Are headlines for job seekers valuable? The answer is an overwhelming YES!

Job seekers have several ways to leverage headlines. The two most prevalent being on their résumés and LinkedIn profiles.

What is a Headline?

Simply put, it is the top of a document that explains what to expect from the content. In résumés, it appears below a job seeker’s name and contact information. In LinkedIn, it is the key text that appears below the profile picture.

What is the Goal of a Headline?

A headline tells readers what to expect and captures their attention. This is a job seeker’s opportunity to entice a hiring authority or recruiter to read further. After all, if no one reads your résumé or profile, it will not help you land a job. Most employers spend less than 8 seconds reviewing a résumé. The headline grabs their attention and motivates them to learn more about a candidate’s experience.

Headlines on LinkedIn

The default LinkedIn headline is a person’s current job title and company. While this gives a hint into what you do, it does not show any significant value you offer. Luckily, you can change your headline.

Default headline example: Accountant at Company ABC

Alternative headline 1: Accounting │ Cost Savings │ Process Improvement – steering organizations to profit optimization through analysis, meticulous record keeping, and repeatable and efficient processes.

Alternative headline 2: I help companies stay profitable by identifying cost savings, implementing efficient and sustainable processes, and analyzing financial data to maximize profits and reduce costs.

LinkedIn headlines must be concise due to character restrictions. Job seekers can use emojis and symbols to draw even more attention to their headlines. To create a consistent brand image, keep the color scheme the same on your LinkedIn profile and your résumé.

Headlines on Résumés

Unlike headlines on LinkedIn, there is no default in a résumé (unless you are using a generic template which I don’t recommend). Job seekers should create customized headlines for every unique opportunity. Résumé headlines can be title based or outcomes based. Below are a few examples:

Example 1: Accounting Manager │ Financial & Data Analyst │ Compliance & Auditing Leader

Example 2: Cost Savings │ Process Improvement │ Risk Mitigation │ Profit Optimization

Résumé headlines are typically one line and contain no more than 3-4 individual components. Use font size, color, bolding and other accents to draw attention to the headline. It should stand out near the top of your résumé.

Headline Myths

Myth: I cannot use a headline with a job title I’ve never held.

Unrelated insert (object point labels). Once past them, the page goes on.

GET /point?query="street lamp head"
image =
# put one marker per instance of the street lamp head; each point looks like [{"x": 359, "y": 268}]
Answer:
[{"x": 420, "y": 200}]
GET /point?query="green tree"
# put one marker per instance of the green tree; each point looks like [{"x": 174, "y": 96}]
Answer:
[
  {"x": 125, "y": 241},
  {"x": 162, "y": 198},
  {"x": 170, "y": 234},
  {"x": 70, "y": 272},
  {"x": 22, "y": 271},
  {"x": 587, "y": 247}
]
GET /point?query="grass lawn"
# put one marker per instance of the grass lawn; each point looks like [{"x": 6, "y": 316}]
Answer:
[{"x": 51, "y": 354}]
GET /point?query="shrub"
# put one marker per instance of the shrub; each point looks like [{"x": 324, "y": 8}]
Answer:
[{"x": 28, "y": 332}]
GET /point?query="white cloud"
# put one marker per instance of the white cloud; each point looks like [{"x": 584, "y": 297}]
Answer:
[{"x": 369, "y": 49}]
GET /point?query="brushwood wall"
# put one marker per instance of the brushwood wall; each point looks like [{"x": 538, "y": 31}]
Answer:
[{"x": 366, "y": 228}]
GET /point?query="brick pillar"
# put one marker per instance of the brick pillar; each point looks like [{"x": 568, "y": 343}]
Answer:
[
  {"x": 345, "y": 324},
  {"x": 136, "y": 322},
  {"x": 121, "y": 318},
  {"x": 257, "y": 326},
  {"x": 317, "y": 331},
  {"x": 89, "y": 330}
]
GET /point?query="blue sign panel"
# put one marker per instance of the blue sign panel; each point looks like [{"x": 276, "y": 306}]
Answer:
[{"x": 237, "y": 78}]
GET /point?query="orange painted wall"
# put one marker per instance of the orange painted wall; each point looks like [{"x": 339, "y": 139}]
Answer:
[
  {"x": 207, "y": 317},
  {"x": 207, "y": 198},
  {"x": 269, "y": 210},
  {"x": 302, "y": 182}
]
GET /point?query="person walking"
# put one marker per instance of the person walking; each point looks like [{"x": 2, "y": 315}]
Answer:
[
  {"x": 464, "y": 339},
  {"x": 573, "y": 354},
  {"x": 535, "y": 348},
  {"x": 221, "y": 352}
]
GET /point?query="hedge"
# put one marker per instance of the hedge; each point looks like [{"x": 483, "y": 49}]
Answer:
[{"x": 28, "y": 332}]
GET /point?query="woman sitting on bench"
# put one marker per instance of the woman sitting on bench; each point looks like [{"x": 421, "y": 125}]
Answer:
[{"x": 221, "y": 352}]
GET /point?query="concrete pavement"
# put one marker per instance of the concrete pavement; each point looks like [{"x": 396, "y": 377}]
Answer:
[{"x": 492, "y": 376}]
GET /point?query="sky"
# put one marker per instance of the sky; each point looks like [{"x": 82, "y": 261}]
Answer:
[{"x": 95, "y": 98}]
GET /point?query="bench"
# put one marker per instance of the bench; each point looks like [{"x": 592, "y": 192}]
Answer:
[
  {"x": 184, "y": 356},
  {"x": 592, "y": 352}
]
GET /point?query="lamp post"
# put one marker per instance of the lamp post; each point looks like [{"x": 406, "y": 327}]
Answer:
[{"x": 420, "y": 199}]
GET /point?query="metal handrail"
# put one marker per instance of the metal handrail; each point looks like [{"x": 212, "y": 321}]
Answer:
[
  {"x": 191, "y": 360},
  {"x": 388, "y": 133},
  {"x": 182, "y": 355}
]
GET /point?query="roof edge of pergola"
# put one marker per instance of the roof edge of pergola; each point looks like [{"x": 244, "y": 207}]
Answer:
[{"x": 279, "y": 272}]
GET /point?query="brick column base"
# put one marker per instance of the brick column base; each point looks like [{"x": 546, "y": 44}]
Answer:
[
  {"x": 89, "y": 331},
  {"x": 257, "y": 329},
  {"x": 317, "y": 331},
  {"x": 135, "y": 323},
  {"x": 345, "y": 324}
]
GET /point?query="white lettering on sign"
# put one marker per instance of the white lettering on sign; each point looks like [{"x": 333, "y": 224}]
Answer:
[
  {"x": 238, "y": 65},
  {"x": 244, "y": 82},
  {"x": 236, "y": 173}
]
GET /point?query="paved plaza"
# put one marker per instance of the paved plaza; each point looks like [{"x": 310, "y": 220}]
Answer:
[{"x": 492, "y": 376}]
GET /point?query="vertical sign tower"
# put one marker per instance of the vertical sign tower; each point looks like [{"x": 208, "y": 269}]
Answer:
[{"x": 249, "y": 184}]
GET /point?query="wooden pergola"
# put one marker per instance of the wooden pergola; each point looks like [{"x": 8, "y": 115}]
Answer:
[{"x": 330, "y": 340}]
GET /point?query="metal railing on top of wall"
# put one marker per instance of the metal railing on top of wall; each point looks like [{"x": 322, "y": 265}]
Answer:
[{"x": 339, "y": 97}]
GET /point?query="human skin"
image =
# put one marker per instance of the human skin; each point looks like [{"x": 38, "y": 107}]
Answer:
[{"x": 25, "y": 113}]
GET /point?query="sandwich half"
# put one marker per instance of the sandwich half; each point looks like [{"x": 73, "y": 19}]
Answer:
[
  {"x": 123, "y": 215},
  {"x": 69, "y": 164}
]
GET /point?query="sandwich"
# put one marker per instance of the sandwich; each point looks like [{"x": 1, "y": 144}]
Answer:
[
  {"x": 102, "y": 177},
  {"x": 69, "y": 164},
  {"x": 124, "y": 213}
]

False: Headlines are descriptions of your skills and abilities. You should not falsify your background, such as calling yourself a Certified Public Accountant (CPA) if you are not. Yet, you can call yourself an Accounting Manager if you have strong accounting and leadership skills. So, if your goal is to be an Accounting Manager, you can use that headline even if you have never held that exact title.

Myth: A headline must be a job title or series of job titles.

False: While headlines are most commonly job titles, that’s not a rule. Demonstrating value and key skills can be excellent alternatives (see example 2 under Headlines on Résumés above). A headline can also be a short, powerful accomplishment. Such as “Reduced vendor costs by 35% within 18 months.”

Myth: My headline should reflect my strongest skills or accomplishments.

False: Headlines should reflect and support your candidacy for a position by being relevant. While you may consider earning a Ph.D. in History to be your greatest accomplishment, it may not be the most relevant. A manager who is hiring for an accounting position will be less impressed by your history expertise than your accounting expertise. Keep your headline relevant and impactful.

Your LinkedIn profile and résumé are marketing tools. Writing for your target audience is critical. The target audience of a job seeker is typically a recruiter or hiring manager with a specific need. Express your skills and accomplishments that matter to them. Think about what solves their problem. Write your profile and résumé with the reader in mind. Market yourself!